You are viewing a plain text version of this content. The canonical link for it is here.
Posted to dev@httpd.apache.org by Paul Querna <ch...@force-elite.com> on 2006/07/03 17:18:54 UTC

Re: atom feeds for projects

robert burrell donkin wrote:
> On 7/2/06, Sam Ruby <ru...@apache.org> wrote:
>>
>> robert burrell donkin wrote:
>> > the mailing list archives at apache run on mod_mbox which also supplies
>> > atom
>> > feeds for these lists. i've added the feed from general to the front
>> page
>> > and think it'd be cool to add feeds to the pages in projects as well.
>> since
>> > the focus of  podlings should be recruiting developers (not users) i'm
>> > thinking of adding feeds to the dev lists.
>> >
>> > opinions?
>> >
>> > volunteers?
>>
>> Just be aware that the feeds produced are rarely well formed XML, mostly
>> due to encoding issues.  For example: http://tinyurl.com/h5f7t
>>
>> I tried to submit a patch based on my limited understanding of the code,
>> and was told that my patch wasn't acceptable

To be clear, AFAIK, there was never a patch for mod_mbox -- it was a
Ruby file that only solved part of the problem. Again, AFAIK, no one
ever wrote a patch in C for mod_mbox to attempt to resolve this issue.

>> and that XML parsers that
>> require well-formedness were broken anyway -- despite that being
>> explicitly what the spec requires.

Its unfortunate that the discussion degraded into that.

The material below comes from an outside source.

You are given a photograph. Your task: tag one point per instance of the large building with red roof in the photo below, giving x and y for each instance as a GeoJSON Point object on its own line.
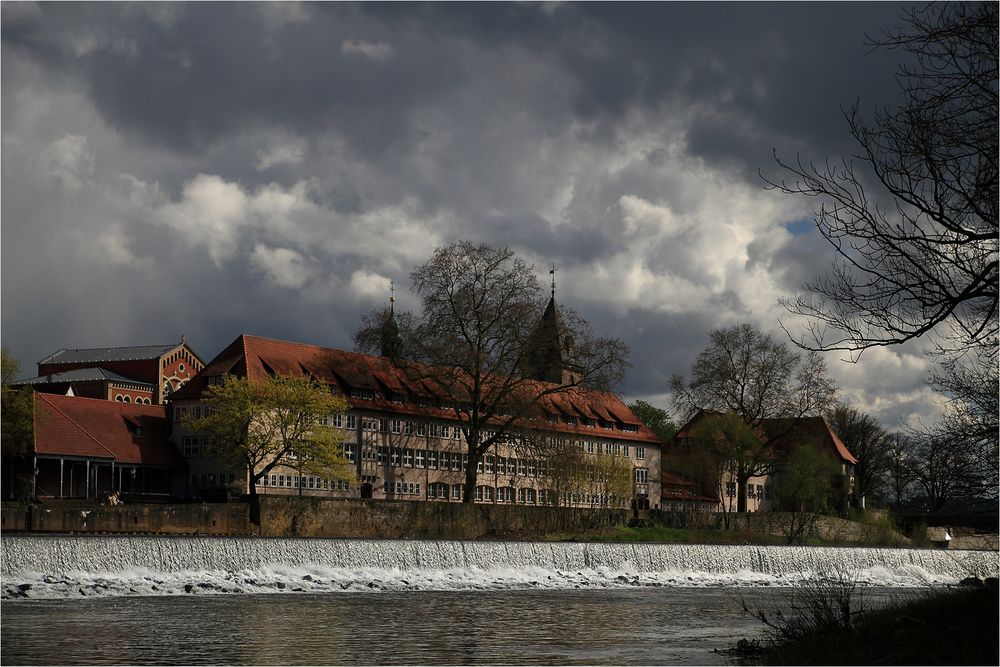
{"type": "Point", "coordinates": [87, 447]}
{"type": "Point", "coordinates": [403, 442]}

>> I'd be willing to try again, but only if there was active interest in
>> actually fixing the problem.

Yes, there is active interest in making mod_box better.

> IMO we should fix the feed but i'm not involved with mod_mbox (or httpd).
> anyone who is want to jump in here?

The primary bug is lack of encoding support.  mod-mbox just doesn't even
try to do it.

Someone needs to write something that touches many parts of the code,
using the apr_xlate API to convert the content to utf-8.  (This would
also help it validate as HTML).  Once that is done, we do need to worry
about out of range characters, some of which would be removed, others
possibly HTML encoded.

For future discussion of this please use dev@httpd.

Thanks,

-Paul


Re: atom feeds for projects

Posted by Paul Querna <ch...@force-elite.com>.
Sam Ruby wrote:
> And the impact is dramatic.  IE7 won't display any feed that is not well
> formed.  FireFox 2 will stop at the first error.  Bloglines (I'm told,
> but haven't verified) will fall back to a rather sub-optimal RSS parser
> to handle broken Atom feeds - and the results aren't pretty.  Suffice it
> to say (and I say this primarily for Paul's benefit) - I believe that
> either this code, or code that performs a similar function - will
> provide an immediate improvement to Bloglines users who subscribe to
> mod_mbox produced feeds.
> 

Sam,

I don't feel that it is appropriate to discuss my day job on this list,
or in this context.

I don't work on mod_mbox for my job. I have worked on it in the past
because I wanted something that is usable for my personal life as an
developer at the ASF.

Thanks,

-Paul

Re: atom feeds for projects

Posted by Sam Ruby <ru...@apache.org>.
Garrett Rooney wrote:
> On 7/4/06, Sam Ruby <ru...@apache.org> wrote:
>> Garrett Rooney wrote:
>> > On 7/4/06, Sam Ruby <ru...@apache.org> wrote:
>> >
>> >> > To be clear, AFAIK, there was never a patch for mod_mbox -- it was a
>> >> > Ruby file that only solved part of the problem. Again, AFAIK, no one
>> >> > ever wrote a patch in C for mod_mbox to attempt to resolve this 
>> issue.
>> >>
>> >> I offered.  The response was, and I quote, "Erm, no".
>> >
>> > The "Erm, no" was in response to the approach, not the offer to 
>> help, IIRC.
>> >
>> > If you're willing to fix the problem the right way, by adding real
>> > support for character sets to mod_mbox, I'm sure nobody would have a
>> > problem with  that.
>>
>> You chose to snip the portion where I argue that the approach I outlined
>> is necessary, at least as a fall-back/safety net.  Care to explain why
>> such a fall-back/safety net isn't necessary or appropriate?
> 
> No argument that it's necessary, but it seems kind of pointless to fix
> that part without fixing the underlying fact that mod_mbox is totally
> ignorant of character sets.  You'll get perfectly "valid" junk in the
> vast majority of cases, that doesn't seem like a real step forward to
> me.

"vast majority"?  I beg to differ.

In any case, the current code assumes that everything is valid utf-8. 
And that assumption does not seem to have any indication of changing 
since I posted my offer last October.

For e-mail messages that are either correct UTF-8 or US-ASCII, the 
current code just works.  That's a substantial portion of messages.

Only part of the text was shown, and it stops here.